In the "Plot Creation" section of this dialog you have the option of checking or unchecking four items; here we are concerned with just the first two. Unchecking ALL the options will turn off all post-model graphs displaying relationships between the target and the predictors. This will save the most time and is recommended when you are evaluating runs strictly on the basis of some summary statistic like R-Squared for regression or Area Under the ROC curve for classification.
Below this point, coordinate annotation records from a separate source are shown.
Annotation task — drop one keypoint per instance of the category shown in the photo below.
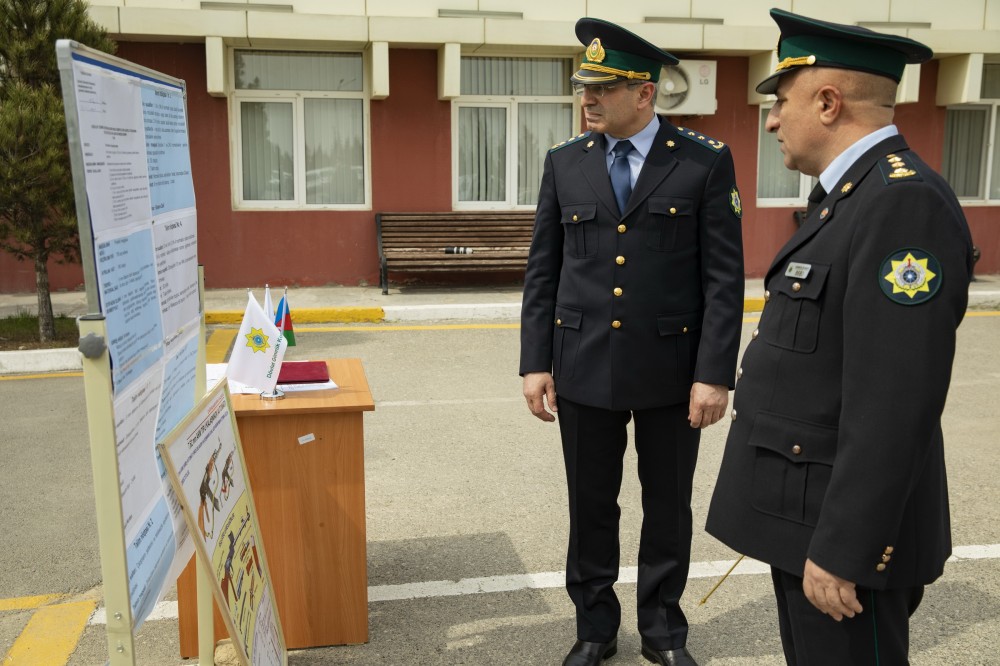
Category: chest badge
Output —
(797, 270)
(910, 276)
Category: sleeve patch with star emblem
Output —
(910, 276)
(734, 202)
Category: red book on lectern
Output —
(303, 372)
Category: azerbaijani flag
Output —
(283, 320)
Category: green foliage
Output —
(37, 210)
(23, 327)
(36, 186)
(28, 33)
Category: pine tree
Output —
(37, 211)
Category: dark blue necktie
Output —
(621, 179)
(817, 195)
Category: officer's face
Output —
(795, 122)
(621, 112)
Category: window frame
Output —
(982, 197)
(297, 99)
(510, 103)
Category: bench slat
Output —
(415, 242)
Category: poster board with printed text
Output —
(204, 459)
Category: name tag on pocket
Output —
(797, 270)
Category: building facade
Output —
(308, 117)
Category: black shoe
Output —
(585, 653)
(678, 657)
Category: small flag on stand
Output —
(258, 351)
(268, 305)
(283, 320)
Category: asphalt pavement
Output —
(338, 304)
(465, 500)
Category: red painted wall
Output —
(411, 171)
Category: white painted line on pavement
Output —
(167, 610)
(434, 403)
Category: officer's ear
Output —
(829, 103)
(646, 92)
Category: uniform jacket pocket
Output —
(793, 461)
(671, 221)
(565, 341)
(679, 333)
(793, 313)
(580, 229)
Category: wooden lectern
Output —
(305, 458)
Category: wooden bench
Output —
(453, 241)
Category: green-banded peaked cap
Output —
(615, 54)
(808, 42)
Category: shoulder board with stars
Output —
(697, 137)
(895, 169)
(571, 140)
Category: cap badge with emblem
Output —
(595, 52)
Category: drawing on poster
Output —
(205, 463)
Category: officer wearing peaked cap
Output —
(632, 307)
(834, 470)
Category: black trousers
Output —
(878, 636)
(594, 442)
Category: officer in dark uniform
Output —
(834, 468)
(632, 307)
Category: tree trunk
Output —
(46, 320)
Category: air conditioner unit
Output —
(687, 89)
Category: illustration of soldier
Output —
(209, 502)
(227, 573)
(227, 475)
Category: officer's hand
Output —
(539, 385)
(830, 594)
(708, 404)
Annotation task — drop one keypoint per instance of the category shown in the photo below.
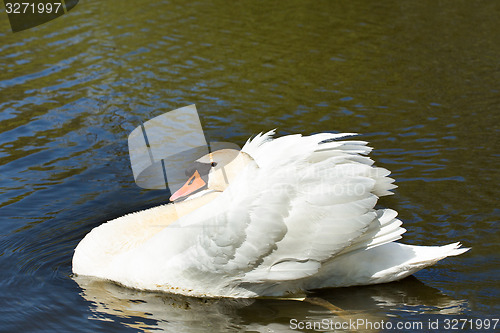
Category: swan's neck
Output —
(179, 209)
Another, less radical shortcut is to turn off just the "Bivariate Dependence" plots; these are 3D plots of the target against every pair of important predictors. With ten important predictors there would be as many as 55 such 3D plots, and each takes time to produce. You can also cut back the number of plots that will be produced. In the display above we have entered the value "10" for the number of important predictor variables to plot. This means that plots will be produced for the ten highest ranked predictors. You can cut this number down to, say five, if you need to examine the plots but can live with an examination of just the topmost predictors.
If you turn off the graphs in TreeNet, what are your options if you decide you do want to browse the available graphical displays? You have two options: first, you can always rerun the model with the graphs turned on. Just set the check marks on the Treenet tab of the Options dialog. You can do this at any time in the future, and it will be especially easy if you have saved the commands that generated the model in question. Your other option is available immediately after running a TreeNet model. The TreeNet RESULTS display is your gateway to access all the available reports for the model and will look something like this:
The "Create Plots" button will allow you to generate plots of the target variable against any single predictor used in the model, whether that variable is important or not. It will also let you produce 3D plots of the target against any pair of predictors used in the model. The "Create Plots" button remains active only while you are still connected to your training data and is only guaranteed to be active immediately after building your model.
The great thing about this option is that you can use it only when you have decided that your model is sufficiently interesting to merit further exploration. Otherwise, if plot creation has been turned off, you save quite a bit of compute time.